В знак смиренного согласия я наклонил голову. И для меня оно было таким.
— Артура Джейкобса я знаю лет тридцать, как, собственно, и многих других в «Дрейк энд Суини». Там работают очень грамотные юристы.
И с этим нельзя было не согласиться. Фирма всегда брала на работу лучших и отшлифовывала до совершенства.
Восхищение, которое судья испытывал к потерпевшим, начало внушать мне опасения за благополучный исход дела.
— Ущерб, нанесенный кражей досье, чрезвычайно трудно выразить в денежных единицах. В конце концов, пропала пачка бумаг, не представляющих ценности ни для кого, кроме владельца. Продать их кому-то на улице невозможно. Другими словами, обвинять вас в присвоении чужой собственности я не собираюсь.
— Понимаю, ваша честь.
Однако, не будучи в том уверенным, я хотел лишь одного: пусть судья продолжает.
— Давайте исходить из предположения, что досье находится у вас, что из фирмы его вынесли именно вы. Если вы согласитесь в моем присутствии вернуть досье законному владельцу, то я склонен оценить ущерб долларов в сто. Для улаживания дела хватит двух подписей. Естественно, вам придется начисто забыть почерпнутую информацию.
— А если я не верну досье?
— В таком случае ценность его значительно возрастет, а вы предстанете перед судом по обвинению в краже со взломом. Если прокурор убедит присяжных в своей правоте и они признают вас виновным, то от меня будет зависеть только выбор меры наказания.
Суровая складка на лбу, потяжелевший взгляд подтверждали: виновный понесет заслуженную кару.
— Кроме того, вы потеряете право на занятие юридической деятельностью.
— Ясно, сэр. — Я почувствовал себя загнанным в тупик.
Откинувшись на спинку кресла, Мордехай впитывал каждое слово.
— В отличие от остальных дел, назначенных к слушанию на сегодня, в вашем ключевую роль играет фактор времени, — заявил Киснер. — Похищенная информация может стать предметом судебного разбирательства по гражданскому иску. Данный вопрос находится в ведении другого судьи. Мне бы хотелось разрешить уголовный аспект проблемы до того, как вы погрузитесь в дебри гражданского процесса. Опять-таки, повторяю, если исходить из предположения, что досье у вас.
— Каким временем мы располагаем? — поинтересовался Мордехай.
— Думаю, двух недель вам хватит для принятия решения.
Мы с Мордехаем вернулись в зал, где провели час, в течение которого ровным счетом ничего не произошло.

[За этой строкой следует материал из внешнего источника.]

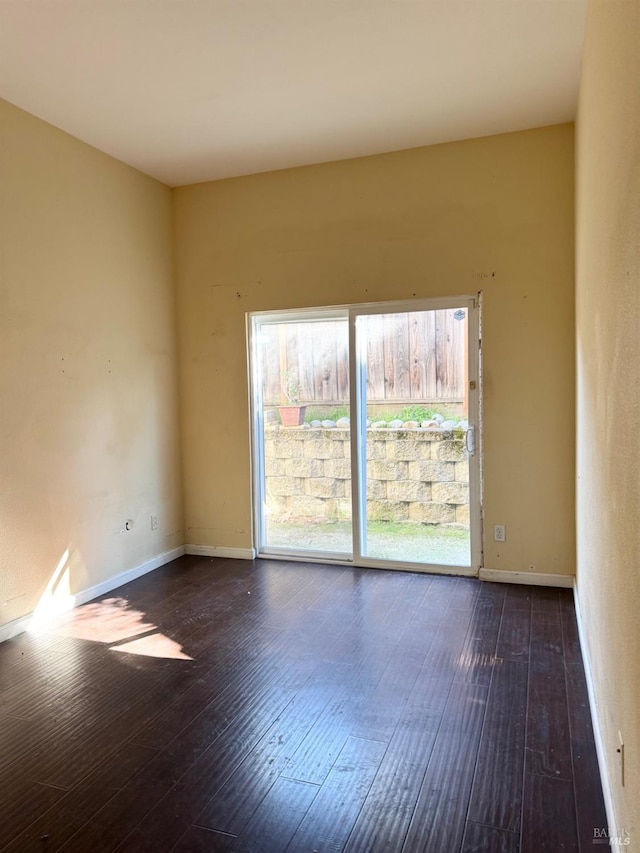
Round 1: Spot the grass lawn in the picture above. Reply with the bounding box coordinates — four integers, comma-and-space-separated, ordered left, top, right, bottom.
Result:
266, 519, 471, 566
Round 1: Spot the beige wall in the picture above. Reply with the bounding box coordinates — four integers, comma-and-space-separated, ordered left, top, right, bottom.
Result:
0, 102, 184, 625
174, 125, 575, 574
576, 0, 640, 850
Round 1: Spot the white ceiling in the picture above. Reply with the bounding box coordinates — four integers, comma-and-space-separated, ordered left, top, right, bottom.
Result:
0, 0, 587, 186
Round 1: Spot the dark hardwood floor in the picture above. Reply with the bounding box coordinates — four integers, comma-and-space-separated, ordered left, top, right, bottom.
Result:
0, 557, 606, 853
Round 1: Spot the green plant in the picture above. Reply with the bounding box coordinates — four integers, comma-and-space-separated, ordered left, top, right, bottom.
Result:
282, 370, 302, 406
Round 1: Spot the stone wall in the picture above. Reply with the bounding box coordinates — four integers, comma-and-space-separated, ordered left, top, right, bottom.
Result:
265, 426, 469, 527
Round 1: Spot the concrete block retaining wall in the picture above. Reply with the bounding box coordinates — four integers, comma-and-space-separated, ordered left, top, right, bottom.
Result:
265, 426, 469, 528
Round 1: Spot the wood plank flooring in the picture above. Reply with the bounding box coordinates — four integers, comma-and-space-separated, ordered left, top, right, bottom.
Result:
0, 557, 606, 853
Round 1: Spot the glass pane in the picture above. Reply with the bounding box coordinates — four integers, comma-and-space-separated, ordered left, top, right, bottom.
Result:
358, 308, 471, 566
257, 318, 352, 556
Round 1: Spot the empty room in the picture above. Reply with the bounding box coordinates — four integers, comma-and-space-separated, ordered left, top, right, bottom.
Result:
0, 0, 640, 853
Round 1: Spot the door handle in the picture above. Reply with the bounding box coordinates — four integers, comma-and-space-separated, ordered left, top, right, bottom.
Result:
465, 427, 476, 456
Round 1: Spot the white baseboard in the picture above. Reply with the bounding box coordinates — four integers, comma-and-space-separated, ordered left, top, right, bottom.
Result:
75, 545, 185, 607
478, 569, 574, 589
573, 583, 620, 831
0, 545, 185, 643
185, 545, 256, 560
0, 613, 33, 643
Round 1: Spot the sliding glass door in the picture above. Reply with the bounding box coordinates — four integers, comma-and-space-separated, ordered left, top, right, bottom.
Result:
249, 298, 480, 573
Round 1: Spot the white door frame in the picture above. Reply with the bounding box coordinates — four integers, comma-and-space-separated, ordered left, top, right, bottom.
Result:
247, 295, 482, 577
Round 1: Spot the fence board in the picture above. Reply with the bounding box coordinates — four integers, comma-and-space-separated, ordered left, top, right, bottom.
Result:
260, 310, 467, 406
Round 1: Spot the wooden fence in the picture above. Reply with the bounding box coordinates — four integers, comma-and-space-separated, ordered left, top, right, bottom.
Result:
260, 309, 467, 406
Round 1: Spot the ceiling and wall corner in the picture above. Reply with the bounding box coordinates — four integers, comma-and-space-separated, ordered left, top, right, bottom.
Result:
0, 0, 586, 186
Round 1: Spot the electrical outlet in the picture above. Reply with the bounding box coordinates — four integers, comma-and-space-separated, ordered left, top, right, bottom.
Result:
616, 732, 624, 788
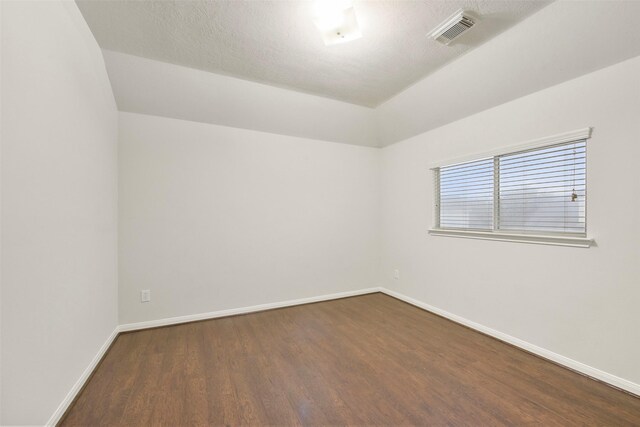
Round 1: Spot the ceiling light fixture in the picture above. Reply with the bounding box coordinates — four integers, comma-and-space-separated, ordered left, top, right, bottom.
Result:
313, 0, 362, 46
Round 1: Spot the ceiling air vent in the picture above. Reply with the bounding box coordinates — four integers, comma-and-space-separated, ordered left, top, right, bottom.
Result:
429, 9, 475, 45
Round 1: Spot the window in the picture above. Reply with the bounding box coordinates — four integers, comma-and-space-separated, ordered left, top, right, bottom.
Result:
430, 131, 591, 246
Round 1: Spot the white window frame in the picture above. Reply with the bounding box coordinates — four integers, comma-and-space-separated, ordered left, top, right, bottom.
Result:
429, 128, 594, 248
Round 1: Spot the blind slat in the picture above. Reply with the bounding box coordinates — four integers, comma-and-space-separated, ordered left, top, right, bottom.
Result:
436, 140, 586, 234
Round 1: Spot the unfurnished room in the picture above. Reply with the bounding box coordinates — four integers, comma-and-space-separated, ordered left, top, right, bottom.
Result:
0, 0, 640, 427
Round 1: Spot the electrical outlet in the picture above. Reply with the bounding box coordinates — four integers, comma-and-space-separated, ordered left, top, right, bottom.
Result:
140, 289, 151, 302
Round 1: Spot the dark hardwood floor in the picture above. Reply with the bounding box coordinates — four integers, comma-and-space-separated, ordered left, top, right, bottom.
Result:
61, 294, 640, 426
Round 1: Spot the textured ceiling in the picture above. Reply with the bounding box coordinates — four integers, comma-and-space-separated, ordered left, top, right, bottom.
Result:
76, 0, 550, 107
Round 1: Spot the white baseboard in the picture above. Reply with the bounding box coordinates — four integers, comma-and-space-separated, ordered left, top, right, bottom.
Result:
120, 287, 380, 332
46, 326, 120, 426
380, 287, 640, 396
46, 287, 640, 426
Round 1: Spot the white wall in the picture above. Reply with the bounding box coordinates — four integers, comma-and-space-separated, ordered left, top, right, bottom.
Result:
119, 113, 379, 323
0, 1, 117, 425
104, 51, 378, 146
381, 57, 640, 384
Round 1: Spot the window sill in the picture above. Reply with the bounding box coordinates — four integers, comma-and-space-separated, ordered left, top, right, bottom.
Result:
429, 228, 595, 248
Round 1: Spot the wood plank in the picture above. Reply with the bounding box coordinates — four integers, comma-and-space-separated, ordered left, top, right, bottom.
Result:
61, 294, 640, 426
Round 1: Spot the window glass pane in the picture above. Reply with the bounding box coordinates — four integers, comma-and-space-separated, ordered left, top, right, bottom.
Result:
439, 158, 493, 230
498, 140, 586, 234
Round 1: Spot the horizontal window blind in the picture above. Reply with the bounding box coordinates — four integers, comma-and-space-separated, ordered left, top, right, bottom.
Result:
438, 158, 494, 230
435, 140, 586, 235
498, 141, 587, 233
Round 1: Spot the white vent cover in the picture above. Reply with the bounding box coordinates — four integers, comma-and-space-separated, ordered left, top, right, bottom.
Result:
429, 9, 475, 45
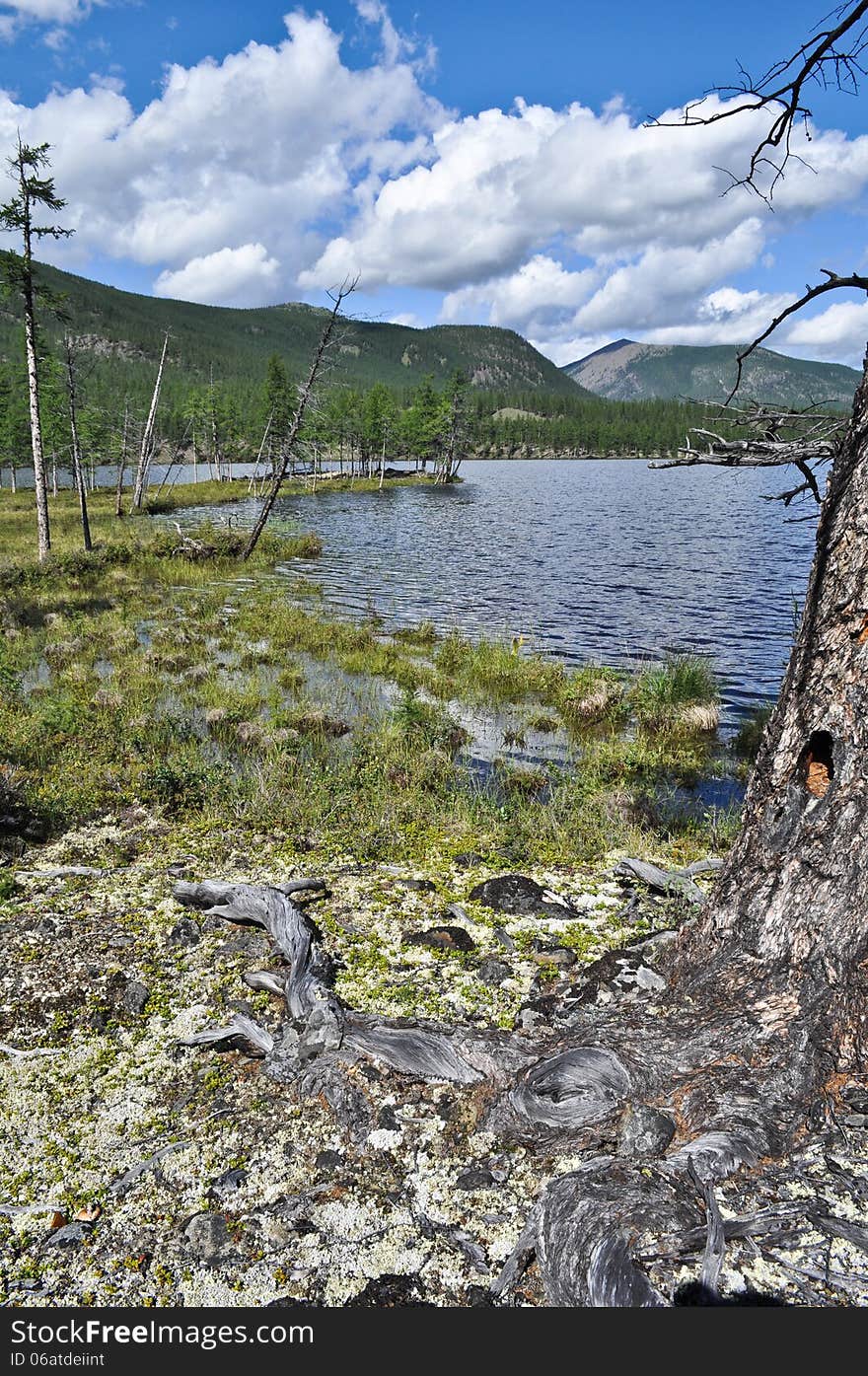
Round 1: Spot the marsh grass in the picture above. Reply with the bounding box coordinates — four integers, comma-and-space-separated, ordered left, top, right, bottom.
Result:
0, 483, 731, 864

С группой юристов в зале появился Тим Клаузен. Нас он заметил сразу, но не подошел. Мордехай встал, как он выразился, поразмять кости и минут через пять загнал журналиста в угол, где объяснил, что здесь находятся представители «Дрейк энд Суини», которые, наверное, жаждут поделиться впечатлениями с прессой.
Клаузен устремился к последней скамье. Послышались громкие голоса. Рафтер, его подчиненный и журналист двинулись на выход, чтобы закончить спор в коридоре.
Предварительное слушание, как я и предполагал, закончилось. Киснер изложил суть предъявленных обвинений, я отказался от признания вины, подписал какие-то документы и торопливо покинул зал. Рафтера простыл и след.
* * *— О чем вы говорили с Киснером до того, как мы вошли в кабинет? — спросил я Мордехая в машине.
— О том же, что он сказал тебе сам.
— С ним трудно иметь дело.
— Он отличный судья, много лет был адвокатом по уголовным делам. Вряд ли стоило ожидать, что он проявит сочувствие к юристу, совершившему кражу, тем более у коллеги.
— Какой срок мне грозит, если жюри признает меня виновным?
— Он не сказал. Но срок будет.
На перекрестке вспыхнул красный, за рулем, слава Богу, был я.
— Хорош защитничек! Что же делать?
— В нашем распоряжении две недели. Не нужно пороть горячку. Слишком рано.
Глава 33
В утреннем выпуске «Вашингтон пост» на первых двух полосах поместила впечатляющие статьи.
Первая статья представляла обещанное продолжение — полную трагизма историю жизни Лонти Бертон, написанную главным образом со слов бабки, хотя, помимо нее, журналисты допросили двух теток, последнего работодателя, служащую социальной сферы, бывшего учителя, а также мать и братьев, находящихся в тюрьме. С типичной для солидной газеты напористостью не стесненная в средствах «Вашингтон пост» проделала огромную работу, собрав именно те факты, которые были нам необходимы в суде.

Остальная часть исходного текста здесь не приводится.